Elle aurait dû rester près du foyer…

Cela doit être sa cinq ou sixième nuit à ce poste. Depuis qu’elle a atteint les quatre saisons de ses lunes, elle a le droit d’en être la veilleuse. La veilleuse du feu. C’est comme toujours remplie de fierté qu’elle assume cette responsabilité importante ce soir-là. Au centre du cercle de pierres, les flammèches ondulent doucement dans le noir paisible.

Le ciel est légèrement voilé et les températures vont vers la saison froide. Çà et là, la voute se pare d’éclats étoilés Les fourrures contre la peau nue de Tara la caressent de chaleur et de douceur. Les flammes complètent son sentiment de bien-être. Elle se sent unie à l’univers.

Tara est assise sur un gros rocher.
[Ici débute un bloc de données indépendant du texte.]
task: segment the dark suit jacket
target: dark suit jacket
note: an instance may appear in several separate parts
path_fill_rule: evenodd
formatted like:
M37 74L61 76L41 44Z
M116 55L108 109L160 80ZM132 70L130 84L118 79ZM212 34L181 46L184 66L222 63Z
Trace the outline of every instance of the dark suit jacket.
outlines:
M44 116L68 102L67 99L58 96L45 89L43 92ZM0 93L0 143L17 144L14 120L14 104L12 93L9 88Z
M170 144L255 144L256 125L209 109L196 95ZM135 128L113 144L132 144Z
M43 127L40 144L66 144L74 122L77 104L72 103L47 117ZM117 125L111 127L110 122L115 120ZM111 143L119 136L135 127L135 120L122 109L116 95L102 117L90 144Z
Ses pieds, enroulés dans des peaux tannées, reposent sur l’herbe grasse qui borde les bois. Elle se tient droite, comme pour ancrer tout entier son torse dans l’immensité du monde. Par moment, au gré de l’air, les plumes accrochées à sa chevelure viennent frôler son visage et les pans de son pagne tissé chatouillent ses jambes.

Les autres dorment pas loin, à l’abri des tentures et dans la chaleur du clan. Au matin, sa mère viendra la relayer tandis que les hommes iront chasser. Mais pour le moment c’est son heure. Elle est la veilleuse du feu.

Dans le silence de la nuit, elle s’amuse à repérer la chanson du vent dans les branches, celle de la rivière au loin, celle du vol des insectes... Et soudain d’autres sons arrivent à son oreille. Des brindilles qui craquent, des pas qui se rapprochent d’elle. La femme n’a pas peur. Comme si les flammes à côté d’elle pouvaient la protéger de tout. Et puis elle doit rester près du foyer. Elle sait la valeur du feu pour sa tribu. Alors Tara ne bouge pas, tout en continuant de tendre l’oreille et de promener ses yeux habitués à l’obscurité tout autour d’elle.

Sa sérénité n’a pas disparu, mais c’est comme si elle n’était plus seule. Elle sent une présence qui se rapproche et pourtant n’en perçoit aucune menace. Comme si on allait venir l’accompagner dans sa mission nocturne. C’est alors qu’une silhouette masculine prend forme à l’orée du bois. Elle ne l’a jamais vu avant. Elle connait parfaitement tous les membres de son peuple. Et celui-là est un assurément un étranger. Et pourtant elle n’a aucune crainte.

L’homme s’est arrêté entre deux troncs à l’écorce claire qui encadrent sa silhouette sous la lune qui est sortie des nuages. Arok ne bouge pas. Ils se regardent, se toisent, évaluant tous deux le danger potentiel de l’autre. Seuls leurs yeux cillent. Au bout d’un temps très long, l’homme fait un pas vers Tara. Puis attend pour voir si ce geste va l’effrayer. Il n’en est rien, mais ils restent encore tous les deux un long moment immobiles, à cette nouvelle distance l’un de l’autre.

Cette fois c’est la jeune femme qui initie un mouvement. Elle se lève, restant toutefois bien campée entre son rocher et le feu. Encore un moment interminable qui les laisse à s’observer, dans un mélange de crainte décroissante et de curiosité montante.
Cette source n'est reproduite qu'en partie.